Haiti, sequestrata un’italiana Ma il terrorismo non c’entra

È una commerciante nata nell’isola, dov’è diffusa la piaga dei rapimenti

da Roma

Rapita un’italiana ad Haiti. Si tratta di Gigliola Martino, 67 anni, commerciante, nata nell’isola caraibica, sequestrata ieri mattina alle 7.45 ora locale a Port-au-Prince, la capitale. Un appello per lei ai sequestratori è stato lanciato anche da Mimmo Porpiglia, console onorario di Haiti in Italia e direttore del quotidiano per gli italiani nel mondo Gente d’Italia. «Gigliola - ha detto - è la sorella di mia suocera, il cui marito, Mario Caprio, è stato preside della facoltà di Medicina e, soprattutto, un medico che per 40 anni ha operato gratis tutti coloro che ne avevano bisogno. Un uomo legato all’isola e ai suoi abitanti. Per questo, per tutto il bene che lui ha fatto, noi familiari chiediamo ai suoi carcerieri di liberare Gigliola». L'unità di crisi del ministero della Farnesina sta seguendo costantemente l’evolversi del sequestro in collaborazione con l’ambasciata francese a Port-au-Prince e la missione dell’Onu. Immediatamente informati il console onorario italiano, Giovanni De Matteis, e l'ambasciatore italiano a Santo Domingo competente per la zona, Giorgio Sfara, si sono subito recati sul posto per verificare l’accaduto. «I rapimenti ad Haiti - ha detto Sfara - sono all’ordine del giorno.
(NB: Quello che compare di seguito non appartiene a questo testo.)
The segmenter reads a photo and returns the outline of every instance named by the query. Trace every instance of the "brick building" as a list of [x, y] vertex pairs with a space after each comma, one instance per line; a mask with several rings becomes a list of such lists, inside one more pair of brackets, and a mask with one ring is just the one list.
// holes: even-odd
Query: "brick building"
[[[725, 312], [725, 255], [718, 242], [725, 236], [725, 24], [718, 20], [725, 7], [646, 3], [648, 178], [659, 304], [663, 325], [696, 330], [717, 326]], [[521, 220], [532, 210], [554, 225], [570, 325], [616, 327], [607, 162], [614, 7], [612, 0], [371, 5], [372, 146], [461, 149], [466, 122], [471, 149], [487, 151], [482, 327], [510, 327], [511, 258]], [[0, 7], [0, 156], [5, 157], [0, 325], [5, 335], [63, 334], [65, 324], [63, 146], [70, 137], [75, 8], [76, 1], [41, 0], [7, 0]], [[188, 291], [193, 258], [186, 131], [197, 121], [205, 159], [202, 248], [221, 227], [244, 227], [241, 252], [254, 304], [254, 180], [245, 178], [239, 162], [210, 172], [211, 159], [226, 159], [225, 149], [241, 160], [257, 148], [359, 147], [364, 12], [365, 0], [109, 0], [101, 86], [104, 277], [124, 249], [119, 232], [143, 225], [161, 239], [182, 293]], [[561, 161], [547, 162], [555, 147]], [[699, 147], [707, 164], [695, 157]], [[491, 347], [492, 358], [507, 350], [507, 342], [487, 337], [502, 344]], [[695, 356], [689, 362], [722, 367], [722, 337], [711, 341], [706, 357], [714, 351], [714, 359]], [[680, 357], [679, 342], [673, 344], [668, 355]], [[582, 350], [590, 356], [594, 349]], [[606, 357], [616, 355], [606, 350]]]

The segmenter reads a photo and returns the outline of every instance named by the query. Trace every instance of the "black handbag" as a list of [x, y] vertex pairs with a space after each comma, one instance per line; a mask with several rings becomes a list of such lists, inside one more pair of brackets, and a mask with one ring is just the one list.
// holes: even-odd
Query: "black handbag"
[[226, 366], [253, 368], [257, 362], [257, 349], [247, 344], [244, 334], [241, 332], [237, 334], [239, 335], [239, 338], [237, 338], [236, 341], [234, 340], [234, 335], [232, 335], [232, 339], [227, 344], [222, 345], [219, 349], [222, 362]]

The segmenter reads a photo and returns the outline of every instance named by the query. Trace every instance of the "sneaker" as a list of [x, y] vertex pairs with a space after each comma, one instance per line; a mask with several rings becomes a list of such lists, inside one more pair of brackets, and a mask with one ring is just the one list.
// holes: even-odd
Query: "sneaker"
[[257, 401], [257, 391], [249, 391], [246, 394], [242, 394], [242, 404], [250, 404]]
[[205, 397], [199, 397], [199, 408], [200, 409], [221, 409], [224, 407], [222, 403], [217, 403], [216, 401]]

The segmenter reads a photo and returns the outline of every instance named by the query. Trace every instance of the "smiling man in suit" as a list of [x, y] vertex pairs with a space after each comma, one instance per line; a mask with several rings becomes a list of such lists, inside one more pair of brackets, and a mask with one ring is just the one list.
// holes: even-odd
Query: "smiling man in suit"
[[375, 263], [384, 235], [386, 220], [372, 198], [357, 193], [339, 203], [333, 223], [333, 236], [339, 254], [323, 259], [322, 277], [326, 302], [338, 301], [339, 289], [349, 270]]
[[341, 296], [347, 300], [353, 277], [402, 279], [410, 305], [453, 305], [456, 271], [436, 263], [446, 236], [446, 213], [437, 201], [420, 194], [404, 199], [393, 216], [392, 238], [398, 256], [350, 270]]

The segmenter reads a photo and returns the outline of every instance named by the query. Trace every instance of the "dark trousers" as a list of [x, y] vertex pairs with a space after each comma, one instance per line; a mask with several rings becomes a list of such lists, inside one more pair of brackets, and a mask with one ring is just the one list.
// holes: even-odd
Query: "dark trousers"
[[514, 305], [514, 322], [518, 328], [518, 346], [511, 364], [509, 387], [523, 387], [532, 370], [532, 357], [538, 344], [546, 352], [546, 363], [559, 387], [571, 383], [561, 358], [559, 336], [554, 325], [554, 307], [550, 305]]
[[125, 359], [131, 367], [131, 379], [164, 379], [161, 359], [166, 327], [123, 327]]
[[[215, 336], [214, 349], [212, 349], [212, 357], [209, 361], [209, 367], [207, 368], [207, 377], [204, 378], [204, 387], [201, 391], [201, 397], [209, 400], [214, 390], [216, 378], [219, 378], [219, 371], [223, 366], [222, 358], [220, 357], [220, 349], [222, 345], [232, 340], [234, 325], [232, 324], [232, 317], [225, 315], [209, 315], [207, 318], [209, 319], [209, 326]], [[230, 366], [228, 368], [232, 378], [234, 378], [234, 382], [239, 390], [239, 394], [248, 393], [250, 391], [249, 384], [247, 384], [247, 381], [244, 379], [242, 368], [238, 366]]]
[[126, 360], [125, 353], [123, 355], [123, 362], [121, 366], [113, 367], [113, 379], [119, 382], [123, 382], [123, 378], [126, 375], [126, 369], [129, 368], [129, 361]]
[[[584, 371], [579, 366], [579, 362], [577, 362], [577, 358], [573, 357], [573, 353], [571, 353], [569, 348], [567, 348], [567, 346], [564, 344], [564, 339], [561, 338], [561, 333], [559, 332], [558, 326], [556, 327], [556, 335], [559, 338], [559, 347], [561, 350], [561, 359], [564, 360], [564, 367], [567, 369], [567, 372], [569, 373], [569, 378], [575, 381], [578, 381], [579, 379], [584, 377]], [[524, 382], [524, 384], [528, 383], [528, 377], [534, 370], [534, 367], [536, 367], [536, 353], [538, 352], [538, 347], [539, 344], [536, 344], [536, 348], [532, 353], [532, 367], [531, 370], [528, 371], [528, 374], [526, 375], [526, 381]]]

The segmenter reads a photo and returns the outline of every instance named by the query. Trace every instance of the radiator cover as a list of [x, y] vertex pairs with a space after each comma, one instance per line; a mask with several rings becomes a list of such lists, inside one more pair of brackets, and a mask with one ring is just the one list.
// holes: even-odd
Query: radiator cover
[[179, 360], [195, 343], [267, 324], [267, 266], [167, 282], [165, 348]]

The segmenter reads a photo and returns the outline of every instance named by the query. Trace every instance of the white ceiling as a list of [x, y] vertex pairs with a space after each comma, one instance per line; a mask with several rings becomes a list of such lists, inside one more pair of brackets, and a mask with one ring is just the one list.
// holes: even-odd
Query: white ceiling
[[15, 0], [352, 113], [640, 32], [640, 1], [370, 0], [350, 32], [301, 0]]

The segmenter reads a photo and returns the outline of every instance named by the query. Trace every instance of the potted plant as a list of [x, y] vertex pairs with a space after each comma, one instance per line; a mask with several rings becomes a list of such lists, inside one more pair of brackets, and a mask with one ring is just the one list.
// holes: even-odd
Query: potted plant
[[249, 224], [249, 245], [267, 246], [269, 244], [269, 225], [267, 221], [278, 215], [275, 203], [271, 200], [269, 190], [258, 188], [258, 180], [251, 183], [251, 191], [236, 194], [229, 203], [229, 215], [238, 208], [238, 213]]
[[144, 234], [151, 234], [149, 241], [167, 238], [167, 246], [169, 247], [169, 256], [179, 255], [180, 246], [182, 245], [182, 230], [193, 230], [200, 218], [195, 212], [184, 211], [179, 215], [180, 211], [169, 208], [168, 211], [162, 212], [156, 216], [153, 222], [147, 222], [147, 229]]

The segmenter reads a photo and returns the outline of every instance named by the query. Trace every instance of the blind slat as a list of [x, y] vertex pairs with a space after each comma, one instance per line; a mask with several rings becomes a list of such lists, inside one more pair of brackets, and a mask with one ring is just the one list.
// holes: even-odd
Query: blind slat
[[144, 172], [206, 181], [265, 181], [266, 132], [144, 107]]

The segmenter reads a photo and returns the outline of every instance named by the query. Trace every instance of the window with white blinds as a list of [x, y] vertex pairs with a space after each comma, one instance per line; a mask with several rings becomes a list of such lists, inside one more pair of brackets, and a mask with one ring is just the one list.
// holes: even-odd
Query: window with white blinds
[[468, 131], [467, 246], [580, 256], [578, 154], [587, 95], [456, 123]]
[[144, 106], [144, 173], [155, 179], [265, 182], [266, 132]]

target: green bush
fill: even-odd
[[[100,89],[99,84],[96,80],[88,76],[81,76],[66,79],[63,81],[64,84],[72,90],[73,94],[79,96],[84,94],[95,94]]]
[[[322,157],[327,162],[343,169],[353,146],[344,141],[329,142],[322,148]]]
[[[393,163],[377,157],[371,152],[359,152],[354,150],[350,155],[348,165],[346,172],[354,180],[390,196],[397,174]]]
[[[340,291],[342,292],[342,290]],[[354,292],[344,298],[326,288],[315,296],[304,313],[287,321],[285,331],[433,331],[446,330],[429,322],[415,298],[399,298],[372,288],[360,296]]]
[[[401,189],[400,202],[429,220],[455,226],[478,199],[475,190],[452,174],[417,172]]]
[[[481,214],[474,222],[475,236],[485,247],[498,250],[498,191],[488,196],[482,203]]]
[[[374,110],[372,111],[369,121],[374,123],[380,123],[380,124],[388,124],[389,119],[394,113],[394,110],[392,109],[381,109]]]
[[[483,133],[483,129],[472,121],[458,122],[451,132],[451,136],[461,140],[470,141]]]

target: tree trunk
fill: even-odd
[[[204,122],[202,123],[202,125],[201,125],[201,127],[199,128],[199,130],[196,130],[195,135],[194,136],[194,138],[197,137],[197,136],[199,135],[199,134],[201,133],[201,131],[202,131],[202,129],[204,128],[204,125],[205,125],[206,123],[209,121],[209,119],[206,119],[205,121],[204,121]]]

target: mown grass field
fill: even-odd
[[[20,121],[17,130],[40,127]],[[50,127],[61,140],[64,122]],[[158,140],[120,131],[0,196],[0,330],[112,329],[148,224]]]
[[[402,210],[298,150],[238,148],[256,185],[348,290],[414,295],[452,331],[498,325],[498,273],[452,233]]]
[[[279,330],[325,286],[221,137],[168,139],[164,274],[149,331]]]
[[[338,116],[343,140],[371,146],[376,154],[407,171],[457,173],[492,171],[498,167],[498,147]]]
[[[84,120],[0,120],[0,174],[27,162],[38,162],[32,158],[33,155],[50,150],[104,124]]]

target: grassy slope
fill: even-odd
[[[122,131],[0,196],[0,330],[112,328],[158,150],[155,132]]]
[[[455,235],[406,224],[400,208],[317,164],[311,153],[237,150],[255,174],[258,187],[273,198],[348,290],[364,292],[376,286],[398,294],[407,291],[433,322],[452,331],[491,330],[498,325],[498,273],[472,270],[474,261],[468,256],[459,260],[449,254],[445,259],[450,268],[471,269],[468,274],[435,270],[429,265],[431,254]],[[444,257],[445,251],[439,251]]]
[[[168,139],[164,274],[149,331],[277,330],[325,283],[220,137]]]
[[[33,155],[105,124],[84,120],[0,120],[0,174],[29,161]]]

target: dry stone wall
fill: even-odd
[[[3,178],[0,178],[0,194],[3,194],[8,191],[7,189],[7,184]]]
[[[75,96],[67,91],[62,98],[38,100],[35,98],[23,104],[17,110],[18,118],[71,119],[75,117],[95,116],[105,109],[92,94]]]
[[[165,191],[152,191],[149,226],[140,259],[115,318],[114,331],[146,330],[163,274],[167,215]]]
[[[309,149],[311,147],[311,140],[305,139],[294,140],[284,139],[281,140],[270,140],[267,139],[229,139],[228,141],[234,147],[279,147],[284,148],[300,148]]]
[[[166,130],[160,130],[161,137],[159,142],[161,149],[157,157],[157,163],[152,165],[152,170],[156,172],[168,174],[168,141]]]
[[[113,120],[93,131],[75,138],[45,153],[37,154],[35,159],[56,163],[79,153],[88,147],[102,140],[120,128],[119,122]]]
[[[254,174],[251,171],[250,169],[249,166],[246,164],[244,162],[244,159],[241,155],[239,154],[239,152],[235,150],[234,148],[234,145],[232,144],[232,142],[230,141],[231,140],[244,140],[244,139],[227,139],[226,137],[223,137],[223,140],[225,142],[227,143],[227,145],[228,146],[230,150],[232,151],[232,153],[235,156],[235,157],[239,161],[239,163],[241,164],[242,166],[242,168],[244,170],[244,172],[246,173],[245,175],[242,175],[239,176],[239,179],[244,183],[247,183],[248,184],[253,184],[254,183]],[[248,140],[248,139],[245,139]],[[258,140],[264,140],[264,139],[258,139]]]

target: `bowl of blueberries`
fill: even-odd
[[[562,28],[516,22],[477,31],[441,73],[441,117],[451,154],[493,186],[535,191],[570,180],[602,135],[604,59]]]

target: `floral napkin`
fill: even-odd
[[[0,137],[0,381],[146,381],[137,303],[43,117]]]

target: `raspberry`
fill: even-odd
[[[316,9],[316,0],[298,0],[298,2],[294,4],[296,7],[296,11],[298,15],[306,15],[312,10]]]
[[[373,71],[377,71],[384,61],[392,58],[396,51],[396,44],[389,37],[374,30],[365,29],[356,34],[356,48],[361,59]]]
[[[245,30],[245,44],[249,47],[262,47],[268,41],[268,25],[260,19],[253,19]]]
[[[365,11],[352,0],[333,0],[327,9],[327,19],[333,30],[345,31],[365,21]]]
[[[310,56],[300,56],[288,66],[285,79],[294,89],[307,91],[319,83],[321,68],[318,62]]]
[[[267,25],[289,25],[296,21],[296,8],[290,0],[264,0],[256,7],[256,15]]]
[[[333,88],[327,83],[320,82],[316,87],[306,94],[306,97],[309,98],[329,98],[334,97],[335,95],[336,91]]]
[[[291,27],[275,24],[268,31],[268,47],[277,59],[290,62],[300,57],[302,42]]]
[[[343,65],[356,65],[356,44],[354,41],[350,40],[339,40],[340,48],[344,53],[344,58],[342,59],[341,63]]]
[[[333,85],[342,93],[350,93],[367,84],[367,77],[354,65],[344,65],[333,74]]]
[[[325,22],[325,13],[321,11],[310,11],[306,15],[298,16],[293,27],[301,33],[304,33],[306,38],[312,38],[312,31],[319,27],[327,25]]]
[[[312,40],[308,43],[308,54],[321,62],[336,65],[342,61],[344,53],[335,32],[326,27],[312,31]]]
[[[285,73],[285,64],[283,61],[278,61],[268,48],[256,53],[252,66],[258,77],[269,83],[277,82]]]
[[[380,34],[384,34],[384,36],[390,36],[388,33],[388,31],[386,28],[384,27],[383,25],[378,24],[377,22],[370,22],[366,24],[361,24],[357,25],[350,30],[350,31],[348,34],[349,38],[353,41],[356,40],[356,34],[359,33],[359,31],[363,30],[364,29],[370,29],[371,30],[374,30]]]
Siamo in contatto con la polizia locale. I Martino commerciano forniture elettriche, rispetto allo standard del luogo sono facoltosi. Sequestri-lampo a scopo estorsivo che spesso si risolvono in breve tempo».
Una situazione drammatica quella che sta vivendo il «paradiso» caraibico, uno dei Paesi più poveri al mondo, dal momento della destituzione dell’ex presidente Jean Bertrand Aristide, avvenuta nel febbraio 2004. Un traghettamento doloroso verso le elezioni democratiche fissate per il novembre di quest’anno che finora ha contato centinaia di morti in una feroce guerra fratricida tra le fazioni ancora legate all’ex premier, bande criminali comuni e difensori della legalità. E che ha visto l’intervento della Minustah, la forza multinazionale dei caschi blu dell’Onu nell’isola. «Abbiamo paura - raccontava pochi giorni fa Suor Anna, missionaria a Port-au-Prince, ai giornalisti di Peace-reporter - . Specialmente nella zona della cattedrale e nel nord della città, ma anche a Cité Militaire e Cité Soleil, le enclave più «calde», hai timore che qualcuno ti segua. Cambi percorso, stai attento a non farti notare. Rapiscono tutti: poveri e ricchi. Tempo fa presero un sacerdote.

Lo liberarono solo perché uno dei capibanda l’aveva riconosciuto come suo maestro d’infanzia. Cercano soldi, di cui oggi hanno più che mai bisogno per armare la guerriglia». Il 31 maggio a rimetterci la pelle durante gli scontri di piazza era stato il console onorario francese a Cap-Haïtien.